Корабль терял ход, паруса зловеще хлопали в тишине; и с каждой волной его теперь сносило всё ближе и ближе к невидимому в тумане берегу. В голове Джека пронеслись возможные варианты действий: он мог позволить судну увалиться под ветер, поставить бизань и попытаться снова; мог рискнуть и повернуть через фордевинд — бросив якорь, если не хватит места — это было просто позорно, к тому же отняло бы уйму времени; или же он мог повернуть задним ходом. Но можно ли было отважиться на поворот задним ходом с этой командой? В то время как все эти варианты подвергались пристрастной оценке, некий голос визгливо протестовал откуда-то из отдалённого уголка его разума против подобной несправедливости: неудавшийся поворот оверштаг — неслыханное дело в таких условиях; это чудовищно, просто заговор с целью помешать ему прийти вовремя в точку рандеву и дать Харту возможность высказать Джеку, что он никудышный офицер, не моряк, копуша и сибарит, который не изволил даже пошевелить задницей, чтобы явиться вовремя. Вот чего следовало опасаться: не моря и не скал под ветром — только сознания того, что он рассчитал неправильно и с большой вероятностью получит теперь резкий, несправедливый выговор от человека, которого он просто-напросто презирал — выговор, на который ему нечего будет возразить.
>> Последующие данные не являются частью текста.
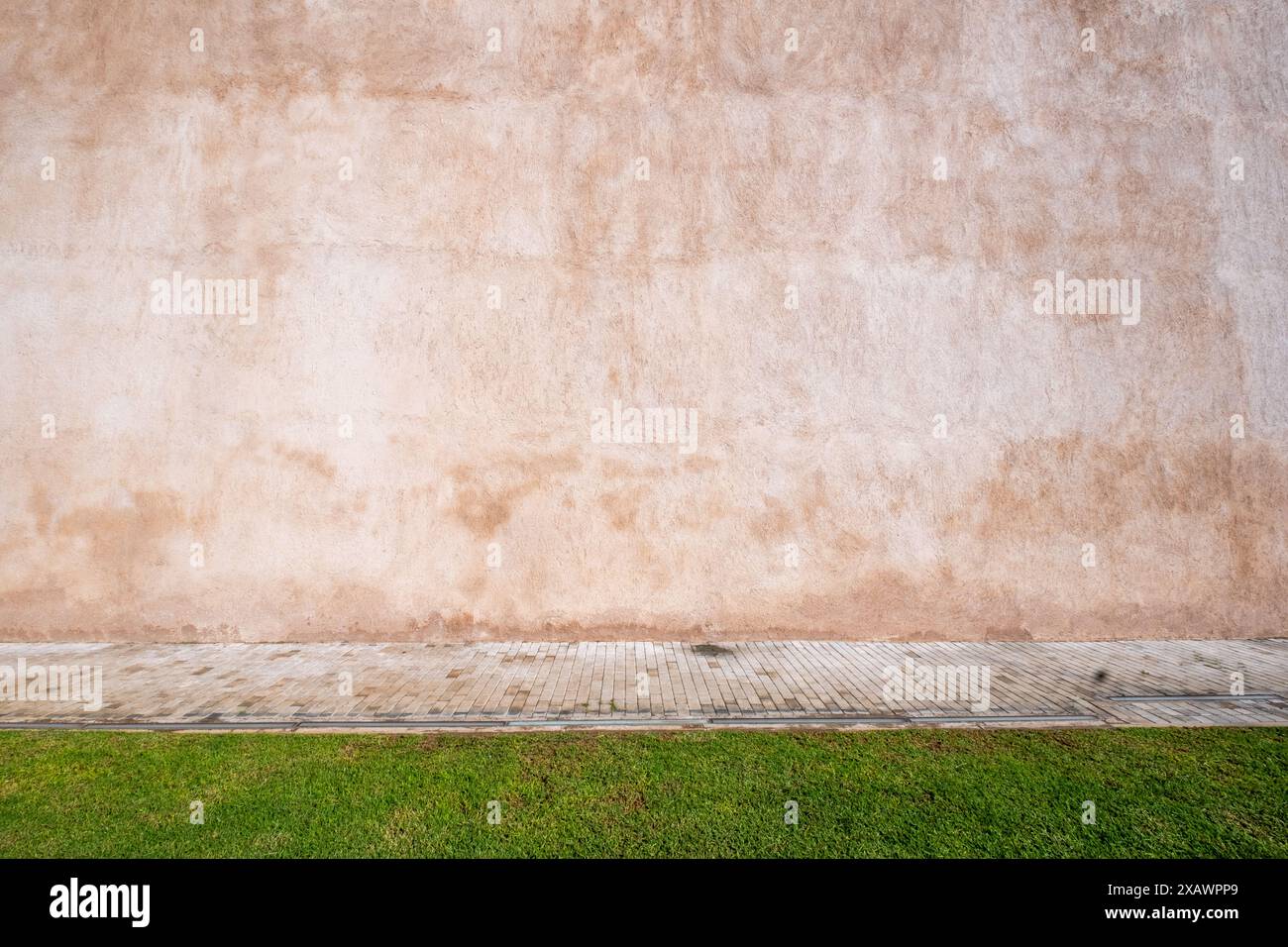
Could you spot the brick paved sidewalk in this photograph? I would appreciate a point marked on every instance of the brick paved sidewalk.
(640, 684)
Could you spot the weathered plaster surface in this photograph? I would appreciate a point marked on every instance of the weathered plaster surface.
(515, 169)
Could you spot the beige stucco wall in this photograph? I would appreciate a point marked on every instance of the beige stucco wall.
(516, 170)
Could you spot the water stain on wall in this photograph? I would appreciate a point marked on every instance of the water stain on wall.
(828, 253)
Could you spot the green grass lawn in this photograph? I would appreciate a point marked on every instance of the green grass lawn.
(902, 792)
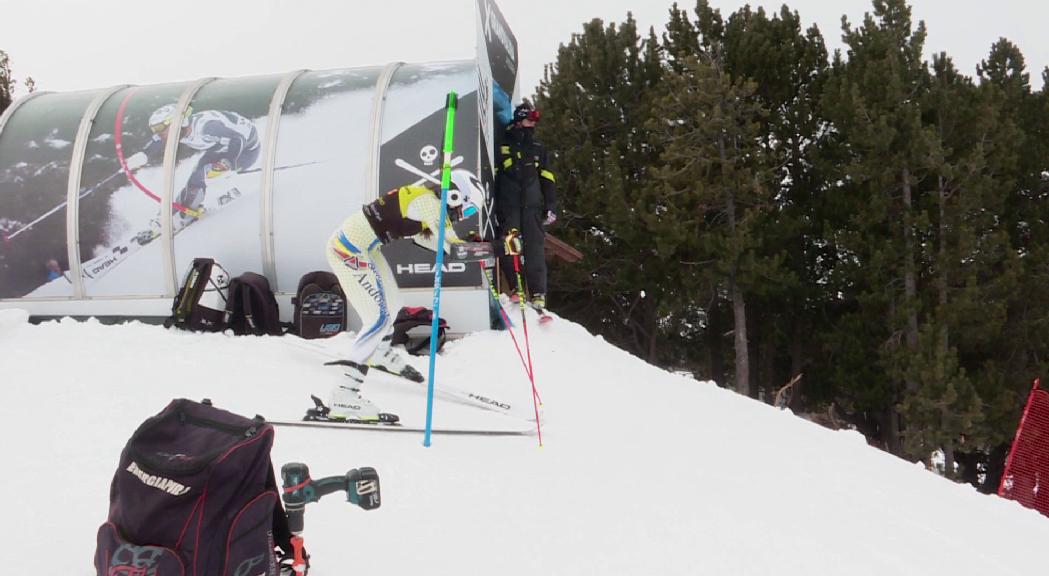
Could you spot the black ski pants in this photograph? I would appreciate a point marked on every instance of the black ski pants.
(529, 221)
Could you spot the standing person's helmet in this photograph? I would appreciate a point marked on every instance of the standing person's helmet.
(163, 116)
(526, 110)
(465, 190)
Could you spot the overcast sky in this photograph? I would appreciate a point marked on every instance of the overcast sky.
(72, 44)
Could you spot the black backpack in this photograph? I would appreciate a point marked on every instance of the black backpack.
(320, 305)
(194, 493)
(412, 327)
(201, 300)
(252, 307)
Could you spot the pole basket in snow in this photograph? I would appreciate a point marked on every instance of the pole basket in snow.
(1026, 476)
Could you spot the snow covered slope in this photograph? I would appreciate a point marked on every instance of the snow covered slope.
(642, 472)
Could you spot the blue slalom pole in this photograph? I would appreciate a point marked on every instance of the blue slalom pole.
(446, 176)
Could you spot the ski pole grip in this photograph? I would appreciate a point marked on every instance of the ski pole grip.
(298, 490)
(362, 488)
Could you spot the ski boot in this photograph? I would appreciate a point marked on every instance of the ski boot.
(387, 360)
(229, 196)
(348, 406)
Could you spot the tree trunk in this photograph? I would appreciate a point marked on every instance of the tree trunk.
(715, 352)
(739, 307)
(910, 281)
(742, 356)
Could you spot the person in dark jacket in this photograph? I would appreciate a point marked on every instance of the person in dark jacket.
(525, 198)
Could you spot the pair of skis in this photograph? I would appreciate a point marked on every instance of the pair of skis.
(446, 392)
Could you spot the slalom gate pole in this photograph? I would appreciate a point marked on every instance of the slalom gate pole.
(528, 346)
(506, 320)
(451, 103)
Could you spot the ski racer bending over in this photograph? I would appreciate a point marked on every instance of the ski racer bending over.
(229, 141)
(354, 254)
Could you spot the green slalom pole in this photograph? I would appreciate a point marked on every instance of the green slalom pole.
(446, 177)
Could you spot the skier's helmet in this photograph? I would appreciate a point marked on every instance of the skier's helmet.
(465, 190)
(162, 118)
(526, 110)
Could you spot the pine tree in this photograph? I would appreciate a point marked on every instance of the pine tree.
(714, 183)
(787, 64)
(595, 102)
(6, 82)
(873, 100)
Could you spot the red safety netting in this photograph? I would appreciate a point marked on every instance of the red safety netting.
(1026, 477)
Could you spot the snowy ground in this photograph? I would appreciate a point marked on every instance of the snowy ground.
(642, 472)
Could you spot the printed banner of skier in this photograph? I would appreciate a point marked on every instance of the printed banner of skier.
(497, 82)
(410, 154)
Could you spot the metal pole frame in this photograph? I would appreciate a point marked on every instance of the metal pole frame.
(378, 110)
(72, 193)
(269, 163)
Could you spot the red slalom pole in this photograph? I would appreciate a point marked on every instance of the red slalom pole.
(528, 346)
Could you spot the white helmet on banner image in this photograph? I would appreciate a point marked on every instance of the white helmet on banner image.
(162, 118)
(465, 192)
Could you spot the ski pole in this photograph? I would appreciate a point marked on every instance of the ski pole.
(11, 236)
(528, 346)
(451, 103)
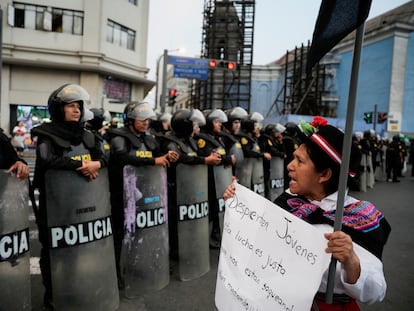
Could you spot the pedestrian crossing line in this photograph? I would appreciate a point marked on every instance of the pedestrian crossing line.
(34, 265)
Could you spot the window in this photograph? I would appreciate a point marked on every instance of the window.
(120, 35)
(46, 18)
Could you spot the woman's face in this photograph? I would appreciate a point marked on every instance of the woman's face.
(305, 180)
(72, 112)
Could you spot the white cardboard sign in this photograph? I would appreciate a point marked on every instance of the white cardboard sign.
(269, 258)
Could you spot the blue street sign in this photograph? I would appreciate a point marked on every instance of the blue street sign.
(190, 72)
(188, 61)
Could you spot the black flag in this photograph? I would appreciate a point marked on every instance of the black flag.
(336, 19)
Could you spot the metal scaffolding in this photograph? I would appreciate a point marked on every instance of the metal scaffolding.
(302, 93)
(228, 28)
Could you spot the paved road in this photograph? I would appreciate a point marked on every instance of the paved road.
(394, 199)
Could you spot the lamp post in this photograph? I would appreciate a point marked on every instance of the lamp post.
(160, 96)
(164, 81)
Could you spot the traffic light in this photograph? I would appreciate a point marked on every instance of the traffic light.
(172, 97)
(222, 64)
(368, 117)
(382, 117)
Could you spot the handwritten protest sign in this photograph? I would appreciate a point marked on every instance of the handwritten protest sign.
(269, 258)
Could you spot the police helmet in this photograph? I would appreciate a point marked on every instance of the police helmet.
(182, 122)
(247, 125)
(140, 111)
(67, 93)
(270, 129)
(291, 128)
(215, 114)
(165, 117)
(256, 117)
(236, 113)
(99, 116)
(199, 117)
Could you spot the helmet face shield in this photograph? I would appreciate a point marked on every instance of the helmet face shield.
(238, 113)
(198, 117)
(217, 114)
(64, 95)
(72, 93)
(141, 112)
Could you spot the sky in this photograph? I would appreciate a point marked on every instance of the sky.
(279, 26)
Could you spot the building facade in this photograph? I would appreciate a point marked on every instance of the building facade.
(386, 77)
(99, 44)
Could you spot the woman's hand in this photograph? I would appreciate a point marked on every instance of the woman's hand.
(173, 156)
(230, 191)
(21, 169)
(341, 247)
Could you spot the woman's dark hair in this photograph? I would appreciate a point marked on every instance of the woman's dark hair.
(322, 162)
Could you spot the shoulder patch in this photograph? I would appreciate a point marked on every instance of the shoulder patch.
(201, 143)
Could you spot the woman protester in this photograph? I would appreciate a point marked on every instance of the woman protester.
(63, 145)
(10, 160)
(312, 196)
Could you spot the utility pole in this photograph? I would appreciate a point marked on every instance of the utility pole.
(164, 81)
(1, 55)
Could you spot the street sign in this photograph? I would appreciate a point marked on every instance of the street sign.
(188, 61)
(189, 72)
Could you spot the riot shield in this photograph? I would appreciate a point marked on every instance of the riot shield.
(81, 245)
(257, 176)
(276, 178)
(370, 172)
(14, 244)
(363, 184)
(222, 178)
(244, 172)
(145, 246)
(237, 150)
(192, 217)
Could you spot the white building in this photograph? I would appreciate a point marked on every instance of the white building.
(99, 44)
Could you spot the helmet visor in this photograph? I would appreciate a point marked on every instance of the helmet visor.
(72, 93)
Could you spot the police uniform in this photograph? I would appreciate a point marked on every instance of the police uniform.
(60, 146)
(208, 143)
(126, 149)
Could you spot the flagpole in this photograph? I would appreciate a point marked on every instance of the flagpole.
(346, 151)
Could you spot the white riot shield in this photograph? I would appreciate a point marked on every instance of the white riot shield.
(370, 173)
(257, 176)
(14, 244)
(276, 181)
(192, 217)
(81, 245)
(145, 248)
(363, 178)
(223, 177)
(244, 172)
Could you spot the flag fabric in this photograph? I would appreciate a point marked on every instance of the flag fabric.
(336, 19)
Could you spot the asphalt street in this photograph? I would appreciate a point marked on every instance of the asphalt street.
(395, 200)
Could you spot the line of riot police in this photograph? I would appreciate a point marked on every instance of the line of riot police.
(117, 208)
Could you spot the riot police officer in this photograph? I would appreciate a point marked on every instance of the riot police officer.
(250, 173)
(229, 134)
(64, 145)
(210, 140)
(131, 145)
(271, 141)
(187, 193)
(9, 159)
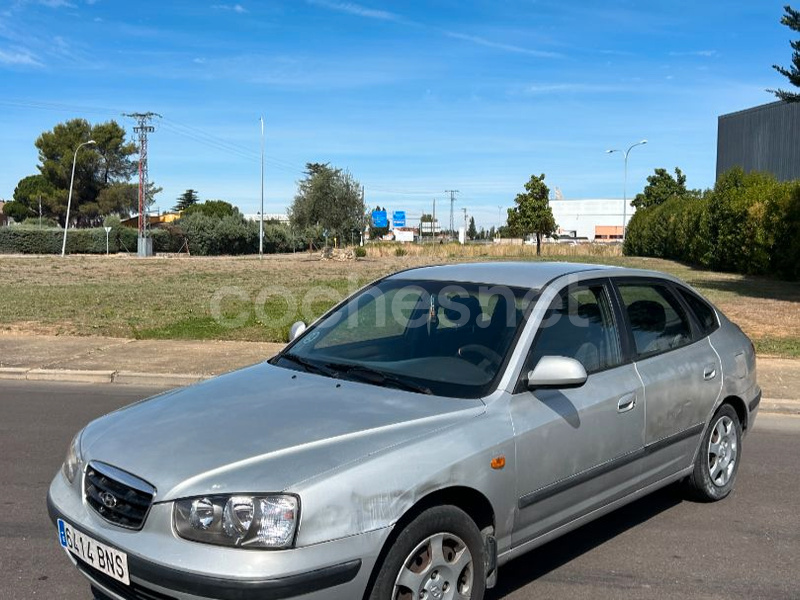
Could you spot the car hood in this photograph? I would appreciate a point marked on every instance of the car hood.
(261, 429)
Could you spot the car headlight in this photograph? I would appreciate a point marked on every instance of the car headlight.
(268, 521)
(72, 463)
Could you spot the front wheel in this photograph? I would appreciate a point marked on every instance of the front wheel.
(438, 556)
(718, 459)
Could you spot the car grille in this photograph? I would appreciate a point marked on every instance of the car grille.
(134, 591)
(117, 496)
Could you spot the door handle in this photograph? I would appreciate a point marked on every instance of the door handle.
(626, 403)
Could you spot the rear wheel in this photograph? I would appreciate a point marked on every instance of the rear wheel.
(718, 459)
(438, 556)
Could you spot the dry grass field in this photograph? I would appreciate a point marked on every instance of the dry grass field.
(256, 300)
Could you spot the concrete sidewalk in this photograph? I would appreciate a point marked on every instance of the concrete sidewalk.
(166, 363)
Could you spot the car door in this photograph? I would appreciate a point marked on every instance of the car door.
(577, 449)
(680, 370)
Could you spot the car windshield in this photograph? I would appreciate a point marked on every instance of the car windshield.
(434, 337)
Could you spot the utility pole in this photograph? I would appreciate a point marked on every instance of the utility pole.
(261, 219)
(363, 226)
(433, 224)
(145, 244)
(452, 201)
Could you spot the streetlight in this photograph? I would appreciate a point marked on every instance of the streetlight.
(625, 184)
(261, 220)
(69, 200)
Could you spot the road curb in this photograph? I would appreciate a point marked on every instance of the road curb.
(168, 380)
(159, 379)
(780, 406)
(14, 373)
(102, 376)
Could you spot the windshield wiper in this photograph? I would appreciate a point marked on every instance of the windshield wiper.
(377, 377)
(309, 366)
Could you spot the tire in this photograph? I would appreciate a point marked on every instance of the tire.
(718, 458)
(438, 556)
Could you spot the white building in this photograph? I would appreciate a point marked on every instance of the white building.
(582, 218)
(269, 217)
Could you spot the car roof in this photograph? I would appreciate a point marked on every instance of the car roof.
(530, 274)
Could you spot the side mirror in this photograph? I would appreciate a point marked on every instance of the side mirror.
(556, 372)
(295, 330)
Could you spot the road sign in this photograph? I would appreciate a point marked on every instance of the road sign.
(379, 218)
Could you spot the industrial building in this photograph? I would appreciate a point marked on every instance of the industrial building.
(762, 138)
(597, 220)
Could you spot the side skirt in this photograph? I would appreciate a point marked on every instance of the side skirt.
(589, 516)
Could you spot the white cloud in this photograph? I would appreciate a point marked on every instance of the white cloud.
(356, 9)
(700, 53)
(383, 15)
(56, 3)
(500, 46)
(584, 88)
(21, 58)
(237, 8)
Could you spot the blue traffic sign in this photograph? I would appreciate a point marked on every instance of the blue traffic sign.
(379, 218)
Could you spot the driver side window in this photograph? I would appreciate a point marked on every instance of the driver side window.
(579, 324)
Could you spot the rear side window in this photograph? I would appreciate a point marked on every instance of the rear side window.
(657, 319)
(579, 324)
(704, 313)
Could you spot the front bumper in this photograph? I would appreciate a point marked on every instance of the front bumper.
(165, 567)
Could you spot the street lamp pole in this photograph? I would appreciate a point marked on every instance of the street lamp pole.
(625, 184)
(261, 220)
(69, 199)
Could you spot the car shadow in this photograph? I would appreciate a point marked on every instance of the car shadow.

Эти мысли успели пронестись у него в голове в промежуток времени между всплеском лота и криком «восемь!». При следующем выкрике — «семь с половиной!» — он сказал себе: «Я поверну задним ходом». И вслух:

— Грот-марсель и крюйсель подтянуть. Наветренный фор-марса-шкот выбрать натуго. Фор-марсель обстенить, хватайте брас. Эй, на баке! Шевелись. Подветренные булини, булини!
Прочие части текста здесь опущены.